Please report posts and comments that violate our rules.
Drivers are supposed to use horns for emergency signalling such as imminent collision. I always thought it was a failing not to include a bell or something for non-emergency signalling.
There is the problem of escalation, where people might simply ignore the bell, but its availability as an alternative to horn would clarify horn use is an expression of aggression, and willful contribution to noise pollution.
That said, I still think autonomous cars can't come too soon, even if we should be looking to vastly reduce car traffic with public transit and urban archipelagos.
@uriel238 @youpie I don't know. Safety record is somewhat mixed - Waymo *appear* to know what they're doing, while a lot of the low end semi-autonomous stuff is downright dangerous, but there were rumours about visibility problems with cyclists etc.
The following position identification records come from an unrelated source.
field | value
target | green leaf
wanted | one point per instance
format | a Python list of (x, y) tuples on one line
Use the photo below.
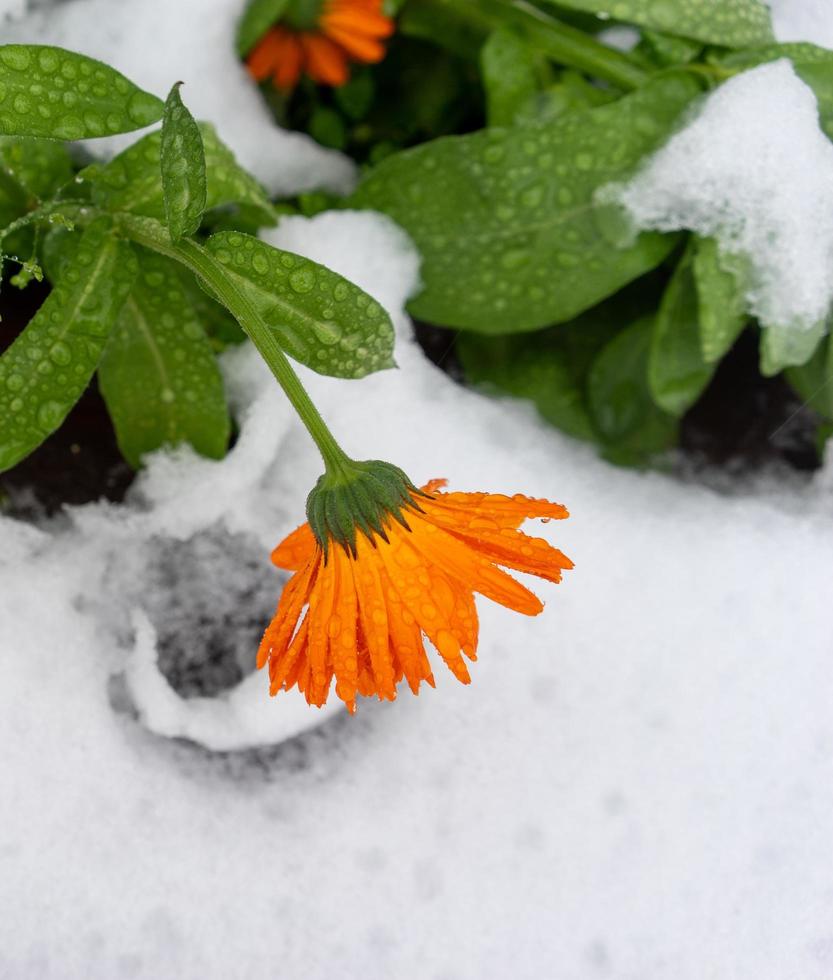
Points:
[(783, 347), (132, 181), (159, 376), (220, 326), (814, 380), (257, 18), (182, 164), (677, 373), (509, 76), (321, 319), (729, 23), (620, 400), (720, 298), (549, 367), (505, 220), (38, 167), (49, 365), (813, 65), (58, 94)]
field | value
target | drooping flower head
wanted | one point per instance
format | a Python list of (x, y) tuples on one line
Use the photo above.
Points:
[(380, 565), (319, 38)]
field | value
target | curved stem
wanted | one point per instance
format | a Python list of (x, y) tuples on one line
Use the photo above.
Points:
[(566, 45), (152, 235)]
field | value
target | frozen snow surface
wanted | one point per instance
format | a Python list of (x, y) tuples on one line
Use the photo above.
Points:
[(158, 42), (11, 8), (637, 785), (754, 170), (803, 20)]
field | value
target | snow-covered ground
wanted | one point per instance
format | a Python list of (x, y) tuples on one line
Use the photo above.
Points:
[(638, 784)]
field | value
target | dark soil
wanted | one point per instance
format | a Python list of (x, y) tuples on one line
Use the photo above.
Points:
[(742, 418), (78, 463)]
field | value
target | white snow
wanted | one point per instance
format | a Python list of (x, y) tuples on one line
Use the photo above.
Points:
[(754, 170), (10, 9), (638, 783), (803, 20), (158, 42)]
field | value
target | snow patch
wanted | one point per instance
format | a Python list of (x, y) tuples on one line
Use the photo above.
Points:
[(803, 20), (754, 170)]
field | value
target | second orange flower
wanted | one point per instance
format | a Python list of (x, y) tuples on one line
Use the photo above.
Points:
[(319, 38)]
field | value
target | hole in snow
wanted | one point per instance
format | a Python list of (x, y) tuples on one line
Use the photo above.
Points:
[(209, 599)]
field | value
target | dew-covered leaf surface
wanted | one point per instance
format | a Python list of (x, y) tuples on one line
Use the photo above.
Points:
[(320, 318), (159, 374), (505, 221), (49, 92), (182, 163), (45, 370), (728, 23)]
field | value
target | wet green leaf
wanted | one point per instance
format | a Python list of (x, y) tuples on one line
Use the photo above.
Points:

But my main worry is that full autonomy will lead to people driving further. If so, that'll lead to more carbon emissions.
It's certainly a technology in development, and yes the semi-autonomous stuff is dangerous, bu I think that is specifically because the human driver is held responsible when a semi-autonomous car fails. If a Waymo vehicle in Phoenix is involved in a traffic violation, then it's a malfunction of the vehicle. Right now those are handled by the taxi service, but ultimately it would have to be regarded as a product defect, like a sudden unintended acceleration or a Pinto exploding.
(Note the gas tank placement in the Ford 1971 Pinto was not unusual for car designs at the time, and the Pinto model had a lower rate of tank ruptures or explosions due to rear-end collisions, compared to the general population of subcompact cars at the time.)